How data mapping intersects with data transformation, modeling, and data prep
The areas of data and content governance
First, data mapping involves data transformation, such as setting a standard Date format like MM-DD-YYYY for all your databases. Data cleaning like this can be a project itself so it is often counted separate from data mapping. Second, data mapping is considered a phase of data modeling. Data models are the framework of data maps. A data model is like an outer-shell that shapes how data flows through your systems. Data professionals and business stakeholders work together to decide what data models look like. Once they decide on data models, data mapping begins. Analysts or stewards fill in those frameworks with organized data. These data projects are all part of the modern governance workflow.

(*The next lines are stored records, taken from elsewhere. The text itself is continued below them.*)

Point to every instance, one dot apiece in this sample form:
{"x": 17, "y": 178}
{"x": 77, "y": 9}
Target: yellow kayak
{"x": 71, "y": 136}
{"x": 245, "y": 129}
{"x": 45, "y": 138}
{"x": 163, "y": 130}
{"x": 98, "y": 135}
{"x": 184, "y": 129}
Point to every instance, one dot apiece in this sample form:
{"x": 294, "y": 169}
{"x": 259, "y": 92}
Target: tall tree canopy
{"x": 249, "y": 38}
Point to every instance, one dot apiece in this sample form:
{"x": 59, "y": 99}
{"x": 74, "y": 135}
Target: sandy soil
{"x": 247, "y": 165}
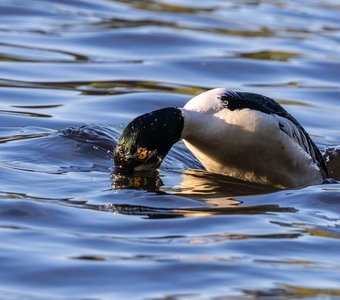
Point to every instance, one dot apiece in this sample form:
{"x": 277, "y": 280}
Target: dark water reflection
{"x": 74, "y": 73}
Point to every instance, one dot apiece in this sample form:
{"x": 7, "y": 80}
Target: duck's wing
{"x": 287, "y": 123}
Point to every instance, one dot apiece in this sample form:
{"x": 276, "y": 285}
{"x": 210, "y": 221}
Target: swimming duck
{"x": 243, "y": 135}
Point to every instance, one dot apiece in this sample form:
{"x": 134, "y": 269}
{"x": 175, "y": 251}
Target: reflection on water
{"x": 74, "y": 73}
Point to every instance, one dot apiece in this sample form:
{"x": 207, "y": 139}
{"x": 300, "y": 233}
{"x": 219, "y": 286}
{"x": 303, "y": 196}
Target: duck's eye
{"x": 142, "y": 154}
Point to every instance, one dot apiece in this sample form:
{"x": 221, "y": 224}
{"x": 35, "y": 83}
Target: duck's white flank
{"x": 246, "y": 144}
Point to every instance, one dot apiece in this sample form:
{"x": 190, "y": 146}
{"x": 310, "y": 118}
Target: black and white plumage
{"x": 242, "y": 135}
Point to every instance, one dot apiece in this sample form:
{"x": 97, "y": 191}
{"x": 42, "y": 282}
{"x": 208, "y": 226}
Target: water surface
{"x": 74, "y": 73}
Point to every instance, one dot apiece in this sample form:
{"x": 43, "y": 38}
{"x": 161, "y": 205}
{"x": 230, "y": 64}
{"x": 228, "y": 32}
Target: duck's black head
{"x": 147, "y": 139}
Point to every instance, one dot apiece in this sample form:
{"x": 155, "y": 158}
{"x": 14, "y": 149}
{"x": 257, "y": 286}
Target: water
{"x": 74, "y": 73}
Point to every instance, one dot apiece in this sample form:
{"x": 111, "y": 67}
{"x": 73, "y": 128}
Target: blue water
{"x": 74, "y": 73}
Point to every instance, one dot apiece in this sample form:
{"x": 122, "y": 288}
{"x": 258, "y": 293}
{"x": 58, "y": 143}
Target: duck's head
{"x": 147, "y": 139}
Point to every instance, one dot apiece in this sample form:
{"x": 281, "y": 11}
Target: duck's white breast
{"x": 246, "y": 144}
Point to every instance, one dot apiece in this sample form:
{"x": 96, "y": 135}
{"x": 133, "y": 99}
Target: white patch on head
{"x": 209, "y": 101}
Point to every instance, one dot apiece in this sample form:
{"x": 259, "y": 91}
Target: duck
{"x": 243, "y": 135}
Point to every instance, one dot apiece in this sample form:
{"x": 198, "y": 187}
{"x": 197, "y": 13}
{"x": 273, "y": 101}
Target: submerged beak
{"x": 128, "y": 163}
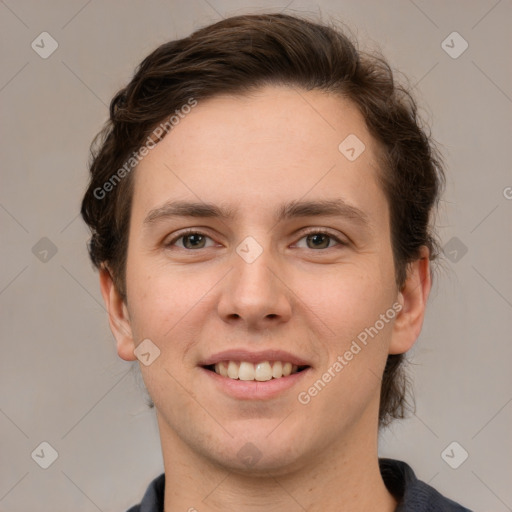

The intersection between data mapping and data prep
Gif of data being quickly grouped by common characters in Tableau Prep Builder
Data mapping can involve data prep work. Data pros have to ensure the databases are ready before merging them together and mapping them to their final destination. Data prep doesn’t need to be a manual process either. Tableau's Prep Builder helps streamline data cleaning at any coding skill level. Like automated data mapping tools, Prep involves drag-and-drop features in a visual interface but also supports Python and R integrations for advanced techniques and custom code.
What you need for a data mapping template
You may have trouble visualizing what the process of data mapping looks like, but following this simple outline will reveal how values and attributes are matched. Documentation is also very important to maintain your data map over time so here are the required variables to document that will ensure a successful outcome:
- The name of the Source database tables that you will transform or join together
- The name of the Destination or Target database where the information will live after transformation or transfer
- The columns or values of the data tables you are mapping (Name in SourceDatabase, StudentName in TargetDatabase)
- Know the final format of the data after you transform or move it
- What will trigger the data transfer or data integration of the databases
- When and how often automation flows will run, and how to troubleshoot failure
This template can be in a simple spreadsheet to share with others and sets the standard moving forward. Now get started and take this important step in data management to start developing a data culture in your company where all information is accounted for, but not duplicated.